Le Liban promet de sévir contre les trafiquants de drogue

  • La contrebande nuit à l'économie et à la réputation, affirme le ministère des Affaires étrangères
  • Les autorités grecques ont annoncé la saisie de cannabis caché dans des machines au Pirée en route du Liban vers la Slovaquie

BEYROUTH: Le Liban s'est engagé à punir les trafiquants de drogue après que des quantités massives de stupéfiants ont été interceptées et saisies par l'Arabie saoudite et la Grèce.

Vendredi, les autorités saoudiennes ont annoncé avoir déjoué une tentative de contrebande de millions de pilules d’amphétamine cachées dans une cargaison de grenades en provenance du Liban au port roi Abdelaziz de Dammam. Elles ont indiqué que cinq personnes impliquées dans l'affaire avaient été arrêtées, quatre Saoudiens et un expatrié.

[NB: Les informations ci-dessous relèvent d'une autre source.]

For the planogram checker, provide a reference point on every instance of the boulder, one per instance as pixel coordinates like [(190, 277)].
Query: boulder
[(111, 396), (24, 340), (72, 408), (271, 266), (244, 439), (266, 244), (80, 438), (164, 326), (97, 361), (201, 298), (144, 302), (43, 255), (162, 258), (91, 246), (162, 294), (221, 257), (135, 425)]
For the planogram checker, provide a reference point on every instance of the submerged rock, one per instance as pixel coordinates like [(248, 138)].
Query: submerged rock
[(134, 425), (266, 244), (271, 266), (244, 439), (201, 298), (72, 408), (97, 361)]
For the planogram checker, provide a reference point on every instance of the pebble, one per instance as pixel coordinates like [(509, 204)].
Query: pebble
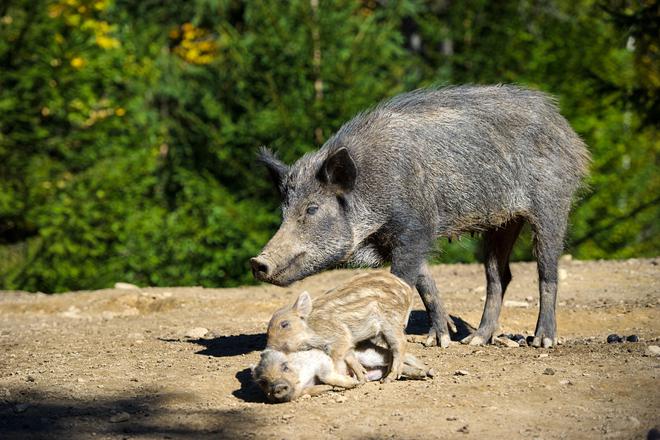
[(506, 342), (21, 407), (196, 333), (516, 304), (653, 350), (126, 286), (120, 417), (612, 339)]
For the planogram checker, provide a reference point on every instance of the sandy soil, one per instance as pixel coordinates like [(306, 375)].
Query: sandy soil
[(118, 364)]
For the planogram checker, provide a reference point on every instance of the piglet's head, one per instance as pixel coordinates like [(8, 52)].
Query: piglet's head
[(287, 329), (274, 376)]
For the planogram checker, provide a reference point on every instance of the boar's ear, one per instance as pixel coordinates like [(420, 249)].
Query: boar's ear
[(276, 168), (303, 305), (339, 169)]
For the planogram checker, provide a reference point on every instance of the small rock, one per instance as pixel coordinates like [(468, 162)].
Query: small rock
[(196, 333), (120, 417), (21, 407), (612, 339), (126, 286), (653, 350), (516, 304), (72, 312), (506, 342), (562, 274)]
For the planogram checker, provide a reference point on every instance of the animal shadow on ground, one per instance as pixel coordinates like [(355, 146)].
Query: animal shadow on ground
[(36, 414), (419, 324), (231, 345)]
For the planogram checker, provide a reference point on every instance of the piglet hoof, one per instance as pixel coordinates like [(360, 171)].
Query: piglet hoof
[(545, 342), (390, 378)]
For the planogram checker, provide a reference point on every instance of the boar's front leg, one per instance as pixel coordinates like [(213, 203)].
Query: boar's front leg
[(408, 264)]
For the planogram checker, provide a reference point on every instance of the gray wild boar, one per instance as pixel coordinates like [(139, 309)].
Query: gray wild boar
[(372, 306), (285, 377), (428, 164)]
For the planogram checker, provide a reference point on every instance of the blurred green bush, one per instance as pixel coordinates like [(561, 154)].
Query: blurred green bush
[(128, 129)]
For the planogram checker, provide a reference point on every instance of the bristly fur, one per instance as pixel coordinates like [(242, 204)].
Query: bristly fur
[(438, 163), (372, 306)]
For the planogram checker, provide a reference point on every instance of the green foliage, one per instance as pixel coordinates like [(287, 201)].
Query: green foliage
[(128, 129)]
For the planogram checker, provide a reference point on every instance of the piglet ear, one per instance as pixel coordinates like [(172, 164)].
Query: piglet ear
[(303, 305), (339, 169), (276, 168)]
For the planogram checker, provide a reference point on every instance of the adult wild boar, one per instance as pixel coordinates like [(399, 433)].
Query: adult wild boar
[(430, 163)]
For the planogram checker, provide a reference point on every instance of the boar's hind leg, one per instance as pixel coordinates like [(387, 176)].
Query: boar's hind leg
[(408, 264), (497, 246), (548, 244), (439, 333)]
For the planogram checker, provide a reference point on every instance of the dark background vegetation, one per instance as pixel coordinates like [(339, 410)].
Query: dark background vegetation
[(128, 129)]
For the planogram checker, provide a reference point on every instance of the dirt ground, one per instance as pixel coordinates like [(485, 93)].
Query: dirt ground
[(118, 364)]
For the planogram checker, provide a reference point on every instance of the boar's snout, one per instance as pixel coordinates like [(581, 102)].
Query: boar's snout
[(280, 391), (261, 268)]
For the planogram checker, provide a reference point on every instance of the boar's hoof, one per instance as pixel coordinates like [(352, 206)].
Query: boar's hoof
[(476, 339), (544, 342)]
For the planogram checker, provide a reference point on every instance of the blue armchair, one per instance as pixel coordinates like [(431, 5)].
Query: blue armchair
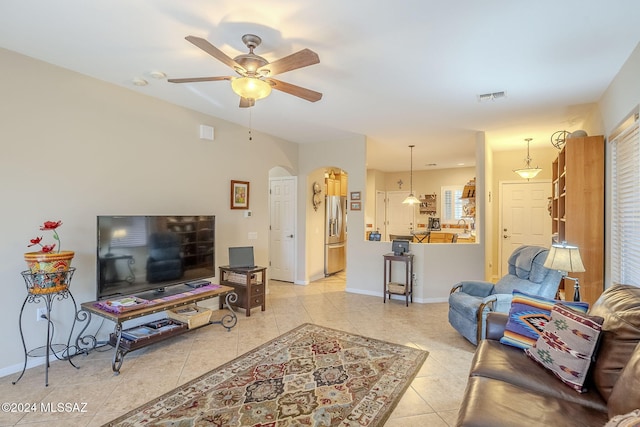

Il y a eu une autre interception d'une cargaison de grenades, également en provenance du Liban et contenant aussi de la drogue, à Djeddah.

Peu de temps après la déclaration saoudienne, les autorités grecques ont annoncé la saisie de quatre tonnes de cannabis cachées dans des machines de fabrication de desserts au Pirée, en route du Liban vers la Slovaquie. La valeur de la drogue a été estimée à environ 33 millions d'euros (39 millions de dollars).

Les autorités grecques ont révélé qu’ils avaient reçu de l’aide sur cette affaire de la part de l’agence de lutte antidrogue saoudienne.

Le Ministère libanais des affaires étrangères a déclaré que la contrebande de drogues dans des conteneurs ou des camions transportant des fruits et légumes du Liban vers des pays étrangers était punie par la loi. «La contrebande de drogue nuit à l'économie libanaise, aux agriculteurs et à la réputation», ajoute le communiqué.

Il a exhorté les autorités à déployer «tous les efforts» pour contrôler toutes les opérations de contrebande aux points de passage des frontières à la lumière des lois qui criminalisent l'usage, le trafic et la contrebande de drogues.

L'Arabie saoudite a affirmé que les importations libanaises de fruits et légumes seraient interdites à partir de dimanche parce que les autorités avaient remarqué une augmentation des opérations de contrebande visant le Royaume à l'aide de produits libanais.

L’ambassadeur du Royaume au Liban, Walid Al-Bukhari, a souligné que la sûreté et la sécurité du pays et de son peuple étaient les motifs de l’interdiction.

«La contrebande de drogue dans le Royaume révèle l'étendue des défis des réseaux criminels locaux et internationaux auxquels l'Arabie saoudite est confrontée», a-t-il déclaré aux médias locaux.

Une source sécuritaire a déclaré à Arab News que la cargaison saisie n'était pas libanaise mais possédait un certificat d'origine syrienne, transitant par le Liban depuis la Syrie entre le 10 et le 15 avril.

Ibrahim, le président de l’Association des agriculteurs de la Bekaa, a déclaré que les producteurs agricoles libanais étaient innocents de la contrebande de drogue en Arabie saoudite, qui importait plus de 50 000 tonnes de produits agricoles libanais chaque année.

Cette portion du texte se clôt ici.